There is a related effect with investors called the ‘Black Swan‘ that describes what happens when a uncertain, unstable event does occur. In a 2007 book by Nasim Nicholas Taleb, titled ‘The Black Swan – the impact of the highly improbable‘, it is defined as :
- an event that is unpredictable (an outlier),
- has a massive or, extreme impact and
- after it happens, we create rational to make it more predictable (less random).
Taleb makes a living betting on the occurrence of Black Swans. He is a contrarian when compared to the typical financial investor who avoids risk by seeking the small gains in the stock market. The positive effect of a Black Swan is seen over time. Likewise, a negative Black Swan happens very quickly. For most investors, the preference is to avoid the downside risk of a negative Black Swan. Managing risk can be a tricky business. Taleb has 2 observations related to risk assessment I want to highlight:
- We have more confidence in what we know is wrong than in what we know is right.
- We over-estimate what we know and conversely, underestimate our uncertainty.

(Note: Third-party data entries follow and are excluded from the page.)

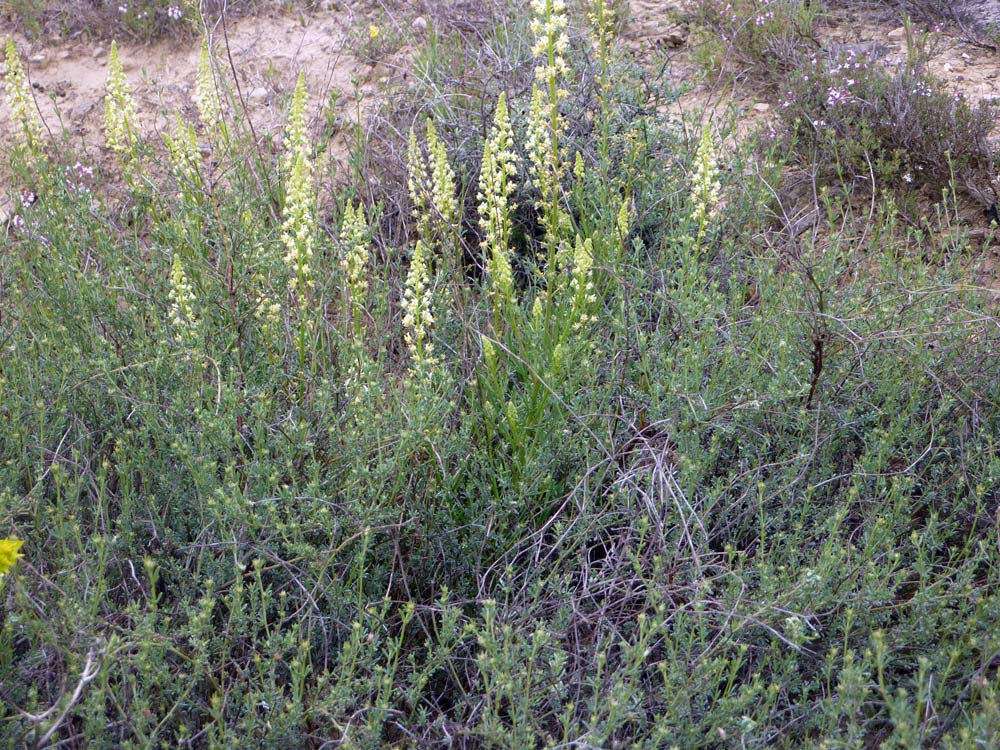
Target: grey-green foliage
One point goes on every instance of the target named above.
(752, 505)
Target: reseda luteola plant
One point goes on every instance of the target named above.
(545, 123)
(298, 223)
(497, 182)
(28, 126)
(120, 117)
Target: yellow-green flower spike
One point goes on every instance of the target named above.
(551, 42)
(206, 92)
(354, 233)
(182, 302)
(496, 184)
(582, 284)
(418, 320)
(184, 156)
(297, 228)
(119, 108)
(705, 187)
(28, 127)
(10, 551)
(443, 183)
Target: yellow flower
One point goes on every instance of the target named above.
(119, 107)
(418, 319)
(705, 185)
(298, 223)
(182, 301)
(496, 184)
(206, 92)
(9, 552)
(19, 99)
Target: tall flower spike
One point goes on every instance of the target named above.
(496, 184)
(19, 99)
(182, 151)
(442, 182)
(354, 233)
(705, 186)
(298, 225)
(10, 551)
(418, 319)
(551, 42)
(206, 93)
(182, 301)
(582, 284)
(119, 108)
(419, 185)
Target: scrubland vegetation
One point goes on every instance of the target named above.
(566, 433)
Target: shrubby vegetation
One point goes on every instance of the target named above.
(569, 440)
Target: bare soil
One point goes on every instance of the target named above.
(267, 51)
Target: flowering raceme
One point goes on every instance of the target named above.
(417, 300)
(551, 42)
(298, 224)
(9, 554)
(182, 302)
(206, 94)
(496, 184)
(705, 187)
(354, 232)
(119, 107)
(19, 99)
(182, 151)
(432, 187)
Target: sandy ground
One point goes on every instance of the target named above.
(265, 54)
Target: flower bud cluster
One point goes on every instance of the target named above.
(28, 128)
(496, 184)
(119, 108)
(418, 320)
(182, 301)
(705, 188)
(297, 228)
(354, 233)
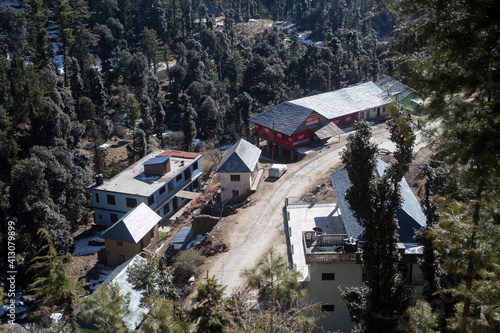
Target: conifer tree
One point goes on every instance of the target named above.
(107, 308)
(373, 202)
(50, 280)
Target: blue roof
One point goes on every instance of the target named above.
(181, 236)
(410, 216)
(156, 160)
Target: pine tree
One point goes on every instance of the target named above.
(50, 280)
(373, 202)
(107, 308)
(209, 308)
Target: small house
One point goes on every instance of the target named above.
(119, 277)
(130, 235)
(238, 171)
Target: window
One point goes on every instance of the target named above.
(131, 202)
(111, 199)
(328, 276)
(328, 307)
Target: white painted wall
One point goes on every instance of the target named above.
(228, 186)
(327, 292)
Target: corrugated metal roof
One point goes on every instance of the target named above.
(285, 117)
(394, 88)
(181, 236)
(133, 226)
(120, 277)
(156, 160)
(290, 115)
(178, 153)
(410, 216)
(241, 157)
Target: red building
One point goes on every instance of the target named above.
(296, 123)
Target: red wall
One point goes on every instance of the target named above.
(304, 137)
(346, 120)
(299, 139)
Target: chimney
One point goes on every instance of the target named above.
(99, 180)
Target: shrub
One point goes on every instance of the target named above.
(186, 264)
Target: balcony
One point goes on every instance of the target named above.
(330, 248)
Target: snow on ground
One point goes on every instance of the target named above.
(82, 247)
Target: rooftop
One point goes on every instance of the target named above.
(133, 180)
(241, 157)
(410, 216)
(394, 87)
(288, 116)
(120, 278)
(133, 226)
(306, 213)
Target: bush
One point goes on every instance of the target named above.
(186, 264)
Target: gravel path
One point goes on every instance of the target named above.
(253, 230)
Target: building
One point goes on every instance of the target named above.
(324, 243)
(130, 235)
(119, 277)
(163, 180)
(239, 171)
(211, 14)
(318, 116)
(401, 93)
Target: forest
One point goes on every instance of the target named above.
(75, 71)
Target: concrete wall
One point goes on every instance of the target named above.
(243, 186)
(128, 250)
(327, 292)
(103, 210)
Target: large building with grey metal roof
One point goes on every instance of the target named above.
(296, 123)
(163, 180)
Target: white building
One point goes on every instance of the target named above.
(238, 170)
(317, 229)
(162, 180)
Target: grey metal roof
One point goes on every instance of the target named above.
(333, 104)
(393, 87)
(156, 160)
(133, 226)
(182, 236)
(285, 117)
(241, 157)
(120, 277)
(409, 215)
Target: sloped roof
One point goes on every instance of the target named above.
(409, 215)
(394, 87)
(133, 226)
(289, 115)
(156, 160)
(285, 117)
(241, 157)
(120, 277)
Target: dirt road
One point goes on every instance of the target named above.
(255, 229)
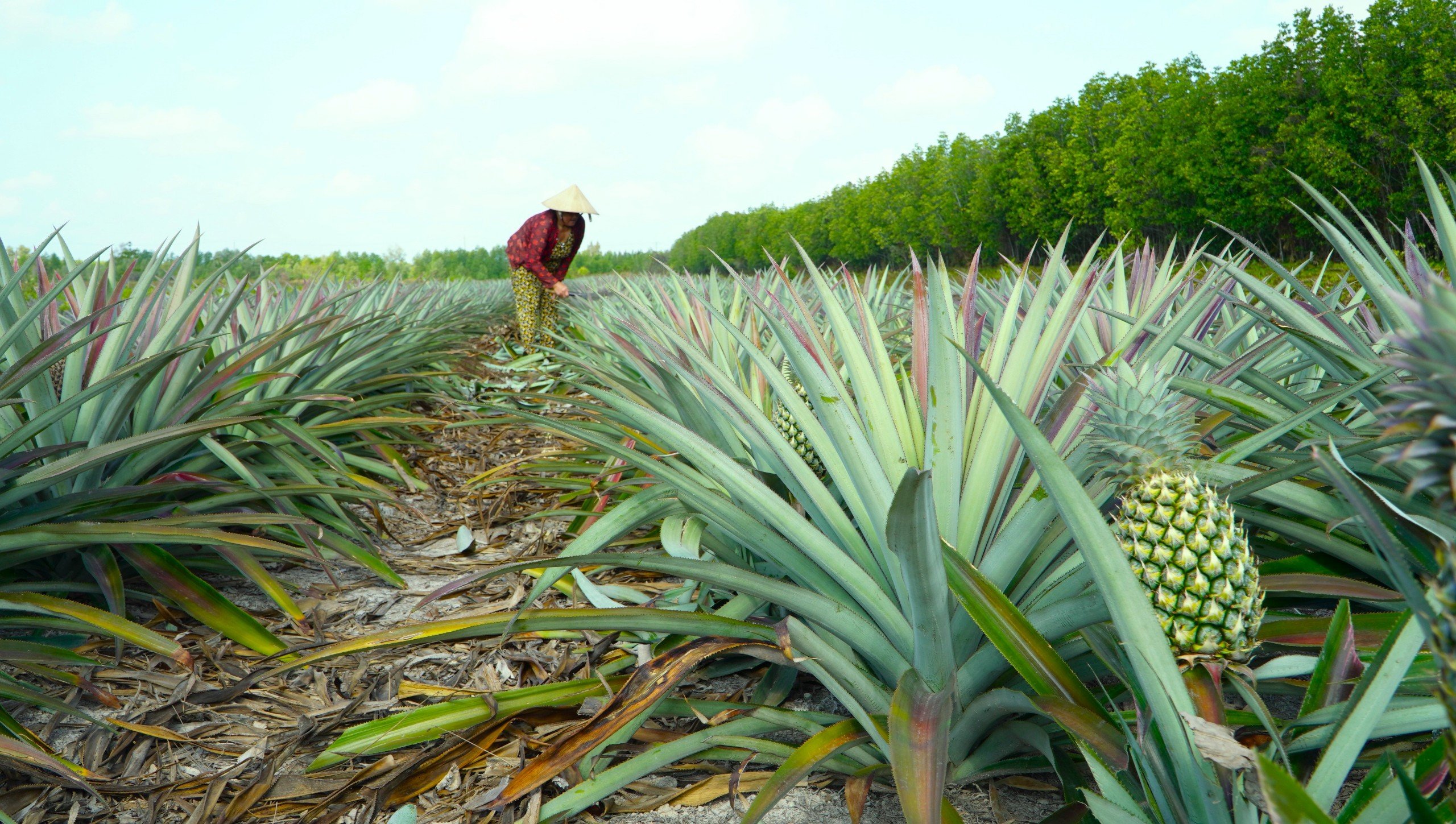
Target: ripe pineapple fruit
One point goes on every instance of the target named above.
(1180, 536)
(1426, 405)
(789, 428)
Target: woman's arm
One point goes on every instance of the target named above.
(528, 250)
(578, 232)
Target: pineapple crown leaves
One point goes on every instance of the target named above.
(1139, 428)
(1426, 404)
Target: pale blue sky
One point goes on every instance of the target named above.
(318, 126)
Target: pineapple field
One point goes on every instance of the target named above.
(1133, 536)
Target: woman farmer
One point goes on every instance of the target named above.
(541, 252)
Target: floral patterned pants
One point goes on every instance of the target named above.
(535, 308)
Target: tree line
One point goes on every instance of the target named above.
(1164, 154)
(478, 264)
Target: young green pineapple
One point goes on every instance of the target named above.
(1180, 536)
(1428, 408)
(789, 428)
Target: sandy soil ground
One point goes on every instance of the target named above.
(198, 749)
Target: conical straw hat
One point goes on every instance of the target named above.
(570, 200)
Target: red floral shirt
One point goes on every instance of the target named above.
(531, 248)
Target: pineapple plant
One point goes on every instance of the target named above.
(1180, 535)
(789, 428)
(1426, 407)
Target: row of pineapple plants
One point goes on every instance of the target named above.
(1049, 519)
(164, 430)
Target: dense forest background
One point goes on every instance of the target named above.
(1168, 152)
(1156, 155)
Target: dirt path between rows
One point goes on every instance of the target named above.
(194, 753)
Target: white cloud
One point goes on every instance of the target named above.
(37, 19)
(778, 133)
(178, 130)
(935, 89)
(31, 181)
(378, 102)
(529, 45)
(350, 184)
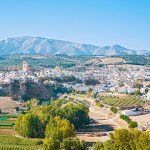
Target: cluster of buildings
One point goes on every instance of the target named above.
(111, 78)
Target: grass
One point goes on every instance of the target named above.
(16, 143)
(121, 102)
(7, 121)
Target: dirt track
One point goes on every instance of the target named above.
(103, 121)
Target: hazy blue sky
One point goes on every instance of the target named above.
(100, 22)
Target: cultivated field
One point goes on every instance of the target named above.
(7, 104)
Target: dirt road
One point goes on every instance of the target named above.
(103, 121)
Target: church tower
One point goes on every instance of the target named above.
(25, 66)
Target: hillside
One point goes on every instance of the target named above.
(34, 45)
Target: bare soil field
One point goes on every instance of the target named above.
(102, 123)
(141, 119)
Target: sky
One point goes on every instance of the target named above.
(98, 22)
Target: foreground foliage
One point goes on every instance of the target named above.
(16, 143)
(126, 140)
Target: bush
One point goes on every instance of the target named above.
(73, 144)
(99, 104)
(59, 129)
(114, 110)
(98, 146)
(133, 124)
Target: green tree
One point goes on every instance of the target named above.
(77, 114)
(28, 125)
(59, 129)
(73, 144)
(133, 124)
(98, 146)
(51, 144)
(114, 110)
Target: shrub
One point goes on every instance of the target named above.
(114, 110)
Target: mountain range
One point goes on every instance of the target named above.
(33, 45)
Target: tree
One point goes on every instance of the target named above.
(59, 129)
(73, 144)
(32, 104)
(114, 110)
(124, 139)
(15, 90)
(133, 124)
(98, 146)
(28, 125)
(77, 114)
(51, 144)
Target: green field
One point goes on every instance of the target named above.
(16, 143)
(121, 102)
(5, 123)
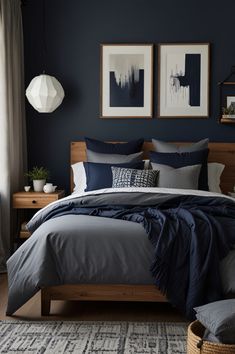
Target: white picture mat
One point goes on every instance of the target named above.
(230, 100)
(145, 111)
(167, 53)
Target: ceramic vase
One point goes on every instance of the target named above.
(38, 185)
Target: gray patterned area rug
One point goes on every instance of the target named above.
(92, 337)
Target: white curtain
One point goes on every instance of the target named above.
(12, 117)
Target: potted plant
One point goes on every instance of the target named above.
(228, 112)
(38, 175)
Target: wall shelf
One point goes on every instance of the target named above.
(226, 85)
(227, 120)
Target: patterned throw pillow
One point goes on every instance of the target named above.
(129, 177)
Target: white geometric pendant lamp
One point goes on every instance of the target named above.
(45, 93)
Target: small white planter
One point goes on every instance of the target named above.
(38, 185)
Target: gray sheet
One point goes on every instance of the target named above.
(79, 249)
(87, 249)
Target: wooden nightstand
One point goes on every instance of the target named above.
(32, 200)
(231, 194)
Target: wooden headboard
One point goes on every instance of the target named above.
(219, 152)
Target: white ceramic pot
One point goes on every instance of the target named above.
(49, 188)
(38, 185)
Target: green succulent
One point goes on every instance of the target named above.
(38, 173)
(228, 110)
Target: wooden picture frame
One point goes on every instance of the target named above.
(183, 80)
(126, 81)
(230, 100)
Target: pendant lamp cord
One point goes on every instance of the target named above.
(44, 46)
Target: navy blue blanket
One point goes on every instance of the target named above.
(190, 234)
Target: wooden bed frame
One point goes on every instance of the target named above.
(219, 152)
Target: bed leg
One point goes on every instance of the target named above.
(45, 303)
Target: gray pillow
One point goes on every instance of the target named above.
(219, 318)
(130, 177)
(99, 157)
(161, 146)
(183, 177)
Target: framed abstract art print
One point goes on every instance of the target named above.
(183, 89)
(126, 80)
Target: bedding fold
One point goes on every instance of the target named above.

The first point bears repeating. We are more certain about something we know is wrong. Our intuition, skills and experience tells us what is wrong. Sometimes, we know something is wrong when we see it. That confidence drives our behavior with money, work and our personal life more than we may want to admit. I think that is because we are better at dealing with failure than success. We plan for success, of course, but realize we have to deal with a minimal level of failure.
The other facet on uncertainty I have seen at work many times. Providing accurate estimates is a skill built on experience and dealing with knowns. When faced with new challenges, it is tempting to minimize complexity. How hard can this possibly be? More than likely, it is harder than you are able to imagine at this point in time.
When a risk is deemed highly improbable, we tend to not spend much time and energy thinking about it. When a negative Black Swan strikes, the risk mitigation(s) you have defined will be quickly tested. If your tolerance is low, you will have well thought out and documented options. Your sponsors, stakeholders and clients will benefit from and appreciate your efforts. The path forward that is selected is based on their risk tolerance of those negative Black Swans. Positive Black Swans can only make things better, right?
What’s your risk tolerance? What method(s) do you use to deal with uncertainty?